Ramsaw previously served as a peer mentor for First-Year Seminars and is now a peer coach in the Peer Success Program. She said she enjoys working as a peer coach because she can have a positive impact on her students.
“I was excited to be a part of it after seeing the motivation and support this program provides to students,” said Ramsaw, who earned a bachelor’s degree in middle childhood education from Wright State.
Mentoring other students has been a rewarding experience for Ramsaw.
“I have learned professionalism, I have learned a lot about myself and how far I have come being in college,” she said, “I have learned how to set boundaries, I have learned emotional intelligence, and lastly, I have enjoyed working with students and giving them my advice and guidance to be successful in college.”
Peer Mentorship Programs connect Wright State students with older classmates for academic assistance and support in navigating the university. Peer coaches are trained on Wright State resources and help connect students to a success coach, advisor or student advocate.
Peer success coaches and academic study coaches are available to all Wright State students regardless of their year. Specialized mentoring programs are also offered for theatre students; first-year students in engineering, computer science, science and mathematics programs; LGBTQA+ students; and undergraduate students who identify as women of color.

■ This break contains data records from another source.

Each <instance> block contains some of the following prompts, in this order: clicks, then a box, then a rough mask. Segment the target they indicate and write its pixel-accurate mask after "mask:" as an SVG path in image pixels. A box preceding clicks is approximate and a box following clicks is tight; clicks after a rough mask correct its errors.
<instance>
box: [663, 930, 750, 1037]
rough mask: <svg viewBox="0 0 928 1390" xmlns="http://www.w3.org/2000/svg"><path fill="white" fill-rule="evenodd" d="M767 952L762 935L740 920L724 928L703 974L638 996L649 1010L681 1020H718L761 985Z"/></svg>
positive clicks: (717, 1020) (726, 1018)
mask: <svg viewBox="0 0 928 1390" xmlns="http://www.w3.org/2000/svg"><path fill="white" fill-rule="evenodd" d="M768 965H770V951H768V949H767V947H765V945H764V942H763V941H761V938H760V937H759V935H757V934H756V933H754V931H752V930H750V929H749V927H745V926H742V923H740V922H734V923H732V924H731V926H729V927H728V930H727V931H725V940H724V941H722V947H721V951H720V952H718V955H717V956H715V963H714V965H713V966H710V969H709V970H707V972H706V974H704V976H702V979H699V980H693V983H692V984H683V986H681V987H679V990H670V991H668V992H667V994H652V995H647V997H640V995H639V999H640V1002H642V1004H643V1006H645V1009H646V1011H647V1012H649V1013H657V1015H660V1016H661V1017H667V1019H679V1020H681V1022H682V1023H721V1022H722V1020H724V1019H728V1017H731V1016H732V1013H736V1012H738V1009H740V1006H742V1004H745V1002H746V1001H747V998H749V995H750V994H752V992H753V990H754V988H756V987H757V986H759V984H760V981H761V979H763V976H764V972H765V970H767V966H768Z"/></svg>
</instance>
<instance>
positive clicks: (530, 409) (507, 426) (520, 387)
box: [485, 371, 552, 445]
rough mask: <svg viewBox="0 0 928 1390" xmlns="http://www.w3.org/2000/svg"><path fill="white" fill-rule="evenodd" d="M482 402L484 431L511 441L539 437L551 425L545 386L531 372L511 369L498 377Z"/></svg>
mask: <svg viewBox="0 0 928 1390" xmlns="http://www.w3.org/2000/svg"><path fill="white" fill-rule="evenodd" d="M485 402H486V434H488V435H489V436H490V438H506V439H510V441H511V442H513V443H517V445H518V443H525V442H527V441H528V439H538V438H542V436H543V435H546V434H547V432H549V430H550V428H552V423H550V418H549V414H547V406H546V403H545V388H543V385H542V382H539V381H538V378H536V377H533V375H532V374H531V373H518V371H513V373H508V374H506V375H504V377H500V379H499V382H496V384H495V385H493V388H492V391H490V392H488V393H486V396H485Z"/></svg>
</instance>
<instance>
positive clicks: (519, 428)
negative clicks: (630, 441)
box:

Interacting with a peer mentor increases a student’s sense of belonging on campus by creating a built-in peer support system, said Catherine Amaris Hernandez Hogan, a success coach on the Student Retention Team and chair of the Peer Mentorship Council.
“Through peer mentorship, students never have to do the university experience alone,” she said. “A fellow student who has done this before and has been successful can walk alongside and help a student navigate the sometimes tricky and stressful experiences of university life.”
Connecting students with peer mentors can also remove barriers and allow the university to provide early intervention support for students who need it, Hogan said.
“The sooner the university knows the challenge, the better we can intervene to help remove barriers keeping that student from succeeding,” she said.
Interacting with a peer mentor allows students to see what it looks like for a student to model excellence.
“It allows a student to see what success can look like for someone who looks like them,” Hogan said.